Recensé : Ilana Löwy, Preventive Strikes : Women, Precancer, and Prophylactic Surgery, The Johns Hopkins University Press, Baltimore, 2010.

Le 14 mai 2013, une actrice connue dans le monde entier, Angelina Jolie, annonce dans une tribune du New York Times qu’elle s’est soumise à une mastectomie bilatérale (ablation des deux seins) dans le but de prévenir la survenue du cancer du sein. Elle justifie cette décision par le fait qu’elle était porteuse d’une prédiposition héréditaire à cette maladie. L’existence de sa prédisposition lui a été suggérée par des antécédents médicaux dans sa famille, et ensuite confirmée par un test génétique auquel elle s’est volontairement soumise, le test des mutations des gènes BRCA 1 et 2 (pour BReast CAncer, cancer du sein). Par la publicité donnée à ses choix médicaux, elle explique vouloir sensibiliser les femmes au fait que le dépistage génétique et la mastectomie préventive sont des options envisageables, dont on ne doit avoir ni honte ni peur. Reconnaissant à chaque femme la liberté de choisir comment confronter la question difficile de la prévention du cancer, en fonction de situations personnelles toutes uniques, l’actrice décrit comment elle-même a pu être rassurée par l’opération : elle se dit désormais qu’elle pourra assurer une présence maternelle auprès de ses enfants sans risquer d’être emportée prématurément par la maladie.

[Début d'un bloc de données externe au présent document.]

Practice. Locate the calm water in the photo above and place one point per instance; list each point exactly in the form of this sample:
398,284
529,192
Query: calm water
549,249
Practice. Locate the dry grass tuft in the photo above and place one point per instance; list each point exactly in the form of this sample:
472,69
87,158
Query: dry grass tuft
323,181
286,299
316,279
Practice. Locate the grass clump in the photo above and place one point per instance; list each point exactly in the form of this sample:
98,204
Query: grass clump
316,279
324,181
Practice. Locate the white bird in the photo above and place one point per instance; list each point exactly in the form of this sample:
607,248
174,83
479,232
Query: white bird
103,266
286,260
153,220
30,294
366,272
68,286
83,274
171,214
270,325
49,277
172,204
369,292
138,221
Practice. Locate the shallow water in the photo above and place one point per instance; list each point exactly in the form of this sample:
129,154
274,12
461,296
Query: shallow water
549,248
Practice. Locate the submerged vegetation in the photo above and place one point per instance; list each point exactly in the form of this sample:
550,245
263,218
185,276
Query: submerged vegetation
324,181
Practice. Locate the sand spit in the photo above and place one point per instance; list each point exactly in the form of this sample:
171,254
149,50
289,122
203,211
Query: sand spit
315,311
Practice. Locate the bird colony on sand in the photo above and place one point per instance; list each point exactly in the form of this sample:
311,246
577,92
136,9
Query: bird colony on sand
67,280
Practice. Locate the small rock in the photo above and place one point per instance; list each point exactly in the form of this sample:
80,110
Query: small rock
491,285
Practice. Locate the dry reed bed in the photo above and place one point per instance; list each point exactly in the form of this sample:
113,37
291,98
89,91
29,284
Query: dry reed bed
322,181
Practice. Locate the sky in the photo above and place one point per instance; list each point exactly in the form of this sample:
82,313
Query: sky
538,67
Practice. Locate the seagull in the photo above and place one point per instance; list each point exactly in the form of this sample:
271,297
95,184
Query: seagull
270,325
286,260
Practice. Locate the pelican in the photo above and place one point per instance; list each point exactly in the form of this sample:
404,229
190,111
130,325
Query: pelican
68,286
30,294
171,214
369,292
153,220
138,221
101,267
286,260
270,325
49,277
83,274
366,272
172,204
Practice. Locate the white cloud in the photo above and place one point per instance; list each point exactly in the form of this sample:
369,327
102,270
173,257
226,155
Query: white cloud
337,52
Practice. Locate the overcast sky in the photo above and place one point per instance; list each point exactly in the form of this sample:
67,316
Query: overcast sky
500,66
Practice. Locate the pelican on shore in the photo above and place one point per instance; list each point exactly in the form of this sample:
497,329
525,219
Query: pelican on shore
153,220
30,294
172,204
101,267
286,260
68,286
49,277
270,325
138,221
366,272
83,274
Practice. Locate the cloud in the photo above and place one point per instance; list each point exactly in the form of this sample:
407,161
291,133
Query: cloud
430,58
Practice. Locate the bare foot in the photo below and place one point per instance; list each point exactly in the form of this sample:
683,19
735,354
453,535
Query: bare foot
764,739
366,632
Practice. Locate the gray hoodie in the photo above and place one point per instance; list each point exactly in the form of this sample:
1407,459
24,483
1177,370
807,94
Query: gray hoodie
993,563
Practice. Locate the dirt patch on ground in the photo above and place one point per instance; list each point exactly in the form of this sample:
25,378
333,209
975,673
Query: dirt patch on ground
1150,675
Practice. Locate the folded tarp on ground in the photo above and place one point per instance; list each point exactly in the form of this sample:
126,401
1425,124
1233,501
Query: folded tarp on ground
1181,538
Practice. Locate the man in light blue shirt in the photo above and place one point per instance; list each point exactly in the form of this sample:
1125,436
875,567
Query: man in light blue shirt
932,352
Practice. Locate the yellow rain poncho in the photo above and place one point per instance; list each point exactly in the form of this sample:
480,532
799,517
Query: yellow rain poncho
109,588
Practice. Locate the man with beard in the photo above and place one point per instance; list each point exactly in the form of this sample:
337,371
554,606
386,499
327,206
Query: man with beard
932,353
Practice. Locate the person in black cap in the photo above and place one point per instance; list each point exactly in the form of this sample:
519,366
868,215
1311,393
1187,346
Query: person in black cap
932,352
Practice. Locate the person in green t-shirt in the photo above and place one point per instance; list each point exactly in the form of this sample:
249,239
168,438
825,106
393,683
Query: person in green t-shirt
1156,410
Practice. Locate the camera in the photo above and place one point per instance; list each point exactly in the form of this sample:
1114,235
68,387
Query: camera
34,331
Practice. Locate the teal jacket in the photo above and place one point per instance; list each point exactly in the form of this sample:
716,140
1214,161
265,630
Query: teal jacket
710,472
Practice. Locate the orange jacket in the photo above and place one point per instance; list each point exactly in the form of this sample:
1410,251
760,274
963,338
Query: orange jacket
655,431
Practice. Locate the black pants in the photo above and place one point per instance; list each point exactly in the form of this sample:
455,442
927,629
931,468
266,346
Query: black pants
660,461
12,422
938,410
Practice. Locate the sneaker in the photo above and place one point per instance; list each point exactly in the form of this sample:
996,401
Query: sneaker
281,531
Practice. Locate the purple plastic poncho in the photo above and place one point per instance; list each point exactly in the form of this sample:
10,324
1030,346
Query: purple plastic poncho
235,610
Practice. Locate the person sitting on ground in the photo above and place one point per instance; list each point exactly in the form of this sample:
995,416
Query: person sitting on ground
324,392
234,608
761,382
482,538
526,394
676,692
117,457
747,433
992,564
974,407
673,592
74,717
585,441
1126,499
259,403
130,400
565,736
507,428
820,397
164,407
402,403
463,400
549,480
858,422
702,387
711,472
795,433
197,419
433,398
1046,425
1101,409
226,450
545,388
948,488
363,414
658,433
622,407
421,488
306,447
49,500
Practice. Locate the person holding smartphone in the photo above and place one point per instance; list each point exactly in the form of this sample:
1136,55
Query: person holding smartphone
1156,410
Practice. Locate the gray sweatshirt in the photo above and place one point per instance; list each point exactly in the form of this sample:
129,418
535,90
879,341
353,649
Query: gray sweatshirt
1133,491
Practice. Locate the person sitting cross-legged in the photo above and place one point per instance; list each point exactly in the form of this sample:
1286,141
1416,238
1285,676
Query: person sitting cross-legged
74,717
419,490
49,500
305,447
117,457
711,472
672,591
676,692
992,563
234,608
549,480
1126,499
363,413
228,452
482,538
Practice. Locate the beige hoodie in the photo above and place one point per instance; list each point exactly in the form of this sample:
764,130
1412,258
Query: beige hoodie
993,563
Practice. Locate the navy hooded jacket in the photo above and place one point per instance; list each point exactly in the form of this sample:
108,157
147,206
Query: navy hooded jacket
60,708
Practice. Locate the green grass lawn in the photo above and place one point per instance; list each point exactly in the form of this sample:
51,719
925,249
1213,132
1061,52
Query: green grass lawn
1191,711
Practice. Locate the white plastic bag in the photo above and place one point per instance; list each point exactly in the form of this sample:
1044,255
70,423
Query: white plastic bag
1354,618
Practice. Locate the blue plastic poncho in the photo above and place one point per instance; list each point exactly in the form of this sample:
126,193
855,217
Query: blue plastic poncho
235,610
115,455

La prise de position d’Angelina Jolie a bénéficié d’une médiatisation très importante, avec des commentaires vantant la responsabilité d’une mère envers ses enfants, et le courage d’une femme qui a tenu à montrer qu’elle n’était pas moins femme suite à son opération. La médiatisation s’est nourrie du fait que le cancer est aujourd’hui l’une des maladies qui inspire le plus de craintes, à l’image de la syphilis, il y a un siècle. On peut imaginer que la décision de l’actrice inspirera d’autres femmes à suivre la même voie, et à opter pour la mastectomie préventive. Il n’est d’ailleurs pas fortuit que le jour même de la publication de l’article de Jolie, l’action de la société Myriad Genetics, qui détient le monopole américain des tests BRCA, ait atteint son plus haut niveau en plusieurs années, signe d’une confiance des investisseurs.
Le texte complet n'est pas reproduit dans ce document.